The worm was mounted and set up so that the gear could be driven by hand. A couple of exposures were made by turning the gear by hand while watching a watch. They were fairly successful.

In July I bought a ½ RPM motor. The exposures showed that the worm, which was made with a die, was off center, and produced an oscillation which made it worthless for photographic work. A new worm was cut on a lathe, and the motion was reduced. The error in number of teeth of the large gear was too obvious, and the system was useless for photographic work as it was then.

Various suggestions were made, the most promising being an electronic oscillator which could be varied in frequency, and would thereby vary the motor speed. Another system suggested for slowing the motor was an interrupter which opened and closed the circuit to the motor quickly. But it was found that it either didn’t’ slow it a all, or would stop it completely. As an alternative to these methods, which were to remedy the poor operation of the worm drive, other drives were considered – gear trains, and steel wire drive. The gear trains proved too expensive and at last the steel wire drive was considered.

About the time that the worm drive was completed, I made a two inch F/3.5 camera, using a war surplus lens. I mounted it on the side of the telescope, and used it as a patrol camera. I found that the lens was in the cell backward, and the field was curved. After turning it around, the field was flat, but reflections were present.

The winter of 1951-2 found another lull in activity mainly because I was discouraged with the poor operation of the drive system.

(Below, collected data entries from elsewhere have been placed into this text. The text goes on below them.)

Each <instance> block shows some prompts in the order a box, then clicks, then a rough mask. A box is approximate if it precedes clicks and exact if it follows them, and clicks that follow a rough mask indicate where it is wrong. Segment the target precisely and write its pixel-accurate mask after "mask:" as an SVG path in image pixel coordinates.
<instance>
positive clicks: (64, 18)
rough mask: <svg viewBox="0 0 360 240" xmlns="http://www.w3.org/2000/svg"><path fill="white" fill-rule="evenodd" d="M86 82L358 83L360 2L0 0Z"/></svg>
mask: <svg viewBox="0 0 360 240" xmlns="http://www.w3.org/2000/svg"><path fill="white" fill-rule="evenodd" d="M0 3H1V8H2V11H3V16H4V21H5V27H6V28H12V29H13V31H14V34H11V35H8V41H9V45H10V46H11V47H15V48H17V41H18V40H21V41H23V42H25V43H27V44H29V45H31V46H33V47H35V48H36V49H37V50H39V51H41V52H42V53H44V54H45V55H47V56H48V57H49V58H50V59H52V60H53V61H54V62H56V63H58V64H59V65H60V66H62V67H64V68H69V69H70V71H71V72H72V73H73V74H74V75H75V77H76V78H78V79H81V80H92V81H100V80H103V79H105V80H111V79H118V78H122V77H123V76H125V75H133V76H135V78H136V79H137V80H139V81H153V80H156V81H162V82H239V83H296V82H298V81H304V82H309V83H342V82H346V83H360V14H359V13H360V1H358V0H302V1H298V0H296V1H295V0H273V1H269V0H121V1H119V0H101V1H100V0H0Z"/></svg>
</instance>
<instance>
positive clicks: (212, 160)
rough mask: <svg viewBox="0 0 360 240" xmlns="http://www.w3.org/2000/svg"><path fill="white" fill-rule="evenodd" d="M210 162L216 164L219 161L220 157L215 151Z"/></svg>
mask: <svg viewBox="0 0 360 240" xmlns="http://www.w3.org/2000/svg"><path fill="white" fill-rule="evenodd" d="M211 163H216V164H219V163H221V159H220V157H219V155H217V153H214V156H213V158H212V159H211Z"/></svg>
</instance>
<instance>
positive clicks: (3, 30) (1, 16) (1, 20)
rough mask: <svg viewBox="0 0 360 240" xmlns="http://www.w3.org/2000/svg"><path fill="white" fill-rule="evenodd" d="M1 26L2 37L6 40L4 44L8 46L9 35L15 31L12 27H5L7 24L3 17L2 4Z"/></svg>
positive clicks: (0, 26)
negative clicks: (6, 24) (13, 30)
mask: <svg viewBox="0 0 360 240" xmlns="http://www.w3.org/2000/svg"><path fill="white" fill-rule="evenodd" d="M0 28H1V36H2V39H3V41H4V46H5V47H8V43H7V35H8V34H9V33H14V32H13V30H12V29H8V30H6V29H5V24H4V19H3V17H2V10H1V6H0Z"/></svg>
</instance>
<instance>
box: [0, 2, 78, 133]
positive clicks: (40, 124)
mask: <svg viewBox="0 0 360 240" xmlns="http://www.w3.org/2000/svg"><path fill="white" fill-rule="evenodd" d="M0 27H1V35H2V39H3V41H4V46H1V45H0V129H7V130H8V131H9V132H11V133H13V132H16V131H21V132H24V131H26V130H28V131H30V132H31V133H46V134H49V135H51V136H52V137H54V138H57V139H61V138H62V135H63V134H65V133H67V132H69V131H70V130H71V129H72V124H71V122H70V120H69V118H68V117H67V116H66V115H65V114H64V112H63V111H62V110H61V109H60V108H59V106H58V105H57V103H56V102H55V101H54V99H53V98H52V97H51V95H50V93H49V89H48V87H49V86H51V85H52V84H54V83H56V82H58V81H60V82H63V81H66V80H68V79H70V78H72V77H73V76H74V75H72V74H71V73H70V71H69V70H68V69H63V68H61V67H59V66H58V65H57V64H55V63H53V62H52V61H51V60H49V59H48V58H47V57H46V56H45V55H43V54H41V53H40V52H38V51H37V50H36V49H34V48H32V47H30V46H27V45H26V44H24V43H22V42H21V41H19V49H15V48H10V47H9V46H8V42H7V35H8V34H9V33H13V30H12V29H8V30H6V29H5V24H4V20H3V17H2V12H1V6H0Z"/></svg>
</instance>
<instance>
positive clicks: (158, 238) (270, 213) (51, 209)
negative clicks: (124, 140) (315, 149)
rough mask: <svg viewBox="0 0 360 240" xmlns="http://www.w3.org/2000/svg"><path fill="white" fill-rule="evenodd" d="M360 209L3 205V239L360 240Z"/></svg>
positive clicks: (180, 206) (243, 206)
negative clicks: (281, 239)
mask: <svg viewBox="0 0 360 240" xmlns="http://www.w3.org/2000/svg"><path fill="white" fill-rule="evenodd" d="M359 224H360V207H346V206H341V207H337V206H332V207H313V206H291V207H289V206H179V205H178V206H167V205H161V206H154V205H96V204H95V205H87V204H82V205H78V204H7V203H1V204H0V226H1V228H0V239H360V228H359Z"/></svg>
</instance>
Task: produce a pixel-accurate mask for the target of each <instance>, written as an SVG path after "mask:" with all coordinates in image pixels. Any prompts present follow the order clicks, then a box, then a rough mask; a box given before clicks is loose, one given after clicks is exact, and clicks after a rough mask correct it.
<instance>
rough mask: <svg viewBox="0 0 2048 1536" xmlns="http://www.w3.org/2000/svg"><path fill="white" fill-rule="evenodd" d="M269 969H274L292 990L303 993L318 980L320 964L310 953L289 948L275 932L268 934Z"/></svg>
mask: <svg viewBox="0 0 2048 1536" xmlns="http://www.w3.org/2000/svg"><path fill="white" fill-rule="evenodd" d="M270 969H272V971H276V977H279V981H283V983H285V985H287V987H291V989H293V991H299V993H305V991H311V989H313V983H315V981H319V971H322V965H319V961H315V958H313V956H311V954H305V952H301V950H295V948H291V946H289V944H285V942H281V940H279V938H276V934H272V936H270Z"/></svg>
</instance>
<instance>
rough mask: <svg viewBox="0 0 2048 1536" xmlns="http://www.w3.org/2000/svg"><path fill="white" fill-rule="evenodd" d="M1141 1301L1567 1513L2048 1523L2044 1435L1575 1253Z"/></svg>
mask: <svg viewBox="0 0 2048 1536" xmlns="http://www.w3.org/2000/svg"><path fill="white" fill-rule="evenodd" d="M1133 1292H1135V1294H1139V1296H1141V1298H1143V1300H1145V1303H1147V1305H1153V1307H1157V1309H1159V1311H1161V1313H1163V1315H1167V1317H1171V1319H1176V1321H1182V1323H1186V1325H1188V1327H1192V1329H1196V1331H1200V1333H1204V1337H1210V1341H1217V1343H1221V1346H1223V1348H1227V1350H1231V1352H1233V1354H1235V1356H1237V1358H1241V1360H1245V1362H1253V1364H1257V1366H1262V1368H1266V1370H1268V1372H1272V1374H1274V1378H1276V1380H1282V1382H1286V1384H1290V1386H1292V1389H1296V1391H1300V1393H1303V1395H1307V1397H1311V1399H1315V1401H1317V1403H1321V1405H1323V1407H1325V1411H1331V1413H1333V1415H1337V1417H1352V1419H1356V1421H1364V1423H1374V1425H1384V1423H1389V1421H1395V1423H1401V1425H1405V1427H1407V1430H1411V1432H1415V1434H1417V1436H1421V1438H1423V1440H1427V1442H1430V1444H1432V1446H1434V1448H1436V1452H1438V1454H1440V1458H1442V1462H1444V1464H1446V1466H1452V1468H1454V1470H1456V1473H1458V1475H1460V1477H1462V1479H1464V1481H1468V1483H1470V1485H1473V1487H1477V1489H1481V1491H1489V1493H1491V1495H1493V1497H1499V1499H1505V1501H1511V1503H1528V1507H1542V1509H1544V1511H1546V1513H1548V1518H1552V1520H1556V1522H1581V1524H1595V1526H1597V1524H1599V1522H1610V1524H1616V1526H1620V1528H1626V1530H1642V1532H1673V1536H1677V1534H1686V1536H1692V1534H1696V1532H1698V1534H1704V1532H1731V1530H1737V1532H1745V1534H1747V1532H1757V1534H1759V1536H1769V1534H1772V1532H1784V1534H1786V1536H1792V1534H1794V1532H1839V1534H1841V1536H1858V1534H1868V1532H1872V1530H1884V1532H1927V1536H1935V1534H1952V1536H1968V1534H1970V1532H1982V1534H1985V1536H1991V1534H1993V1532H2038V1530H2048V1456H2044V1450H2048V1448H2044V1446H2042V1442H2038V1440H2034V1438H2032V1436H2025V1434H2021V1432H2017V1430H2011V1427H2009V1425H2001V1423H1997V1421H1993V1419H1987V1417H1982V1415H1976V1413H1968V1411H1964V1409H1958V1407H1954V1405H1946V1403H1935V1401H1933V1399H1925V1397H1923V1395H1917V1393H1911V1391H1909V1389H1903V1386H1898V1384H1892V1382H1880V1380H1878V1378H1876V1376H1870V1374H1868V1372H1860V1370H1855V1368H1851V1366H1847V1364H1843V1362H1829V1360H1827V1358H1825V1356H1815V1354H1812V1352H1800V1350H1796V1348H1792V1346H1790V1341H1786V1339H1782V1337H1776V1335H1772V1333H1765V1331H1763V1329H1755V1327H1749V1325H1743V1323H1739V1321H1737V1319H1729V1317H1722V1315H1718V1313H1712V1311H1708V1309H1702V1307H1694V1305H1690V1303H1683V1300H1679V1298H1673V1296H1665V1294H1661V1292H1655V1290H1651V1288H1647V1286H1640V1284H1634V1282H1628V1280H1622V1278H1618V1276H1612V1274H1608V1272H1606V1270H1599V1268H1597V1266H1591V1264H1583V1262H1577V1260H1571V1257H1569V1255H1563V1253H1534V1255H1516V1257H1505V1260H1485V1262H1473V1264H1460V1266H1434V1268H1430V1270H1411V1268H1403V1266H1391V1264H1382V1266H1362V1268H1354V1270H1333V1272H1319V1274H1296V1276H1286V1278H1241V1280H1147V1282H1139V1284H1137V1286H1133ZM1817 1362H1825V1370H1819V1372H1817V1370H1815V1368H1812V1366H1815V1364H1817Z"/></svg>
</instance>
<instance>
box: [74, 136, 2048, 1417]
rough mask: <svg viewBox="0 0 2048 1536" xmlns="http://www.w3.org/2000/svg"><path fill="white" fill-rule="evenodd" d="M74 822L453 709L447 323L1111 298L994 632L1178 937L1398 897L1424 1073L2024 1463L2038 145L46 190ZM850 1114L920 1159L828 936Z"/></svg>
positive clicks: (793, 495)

The following spring I completely dismantled the mounting, removed all the paint and rust, and rebuilt it. I realigned the bearings, and lapped the polar axis to the bearing. I also put setting circles on the shafts.

The new drive system consisted of a 4 RPM motor and a drive box which contained a 60:1 worm and an 8:1 spur, with a resultant speed of one round per two hours. This drives a friction coupled brass pulley with a small groove accurately cut in it. A fine steel wire connects the pulley on the polar axis. The ratio of the pulleys is 120:1436.0681333…

At the same time, the telescope was in need of some revisions, and I rebuilt it. The cardboard light shield I replaced with masonite, and repainted the entire telescope.

The gearbox was not completed until December of 1953, which school, work, and a move to Minneapolis, Minn made progress impossible   At that time, it was resumed in anticipation of the total eclipse of the sun in June of 1954.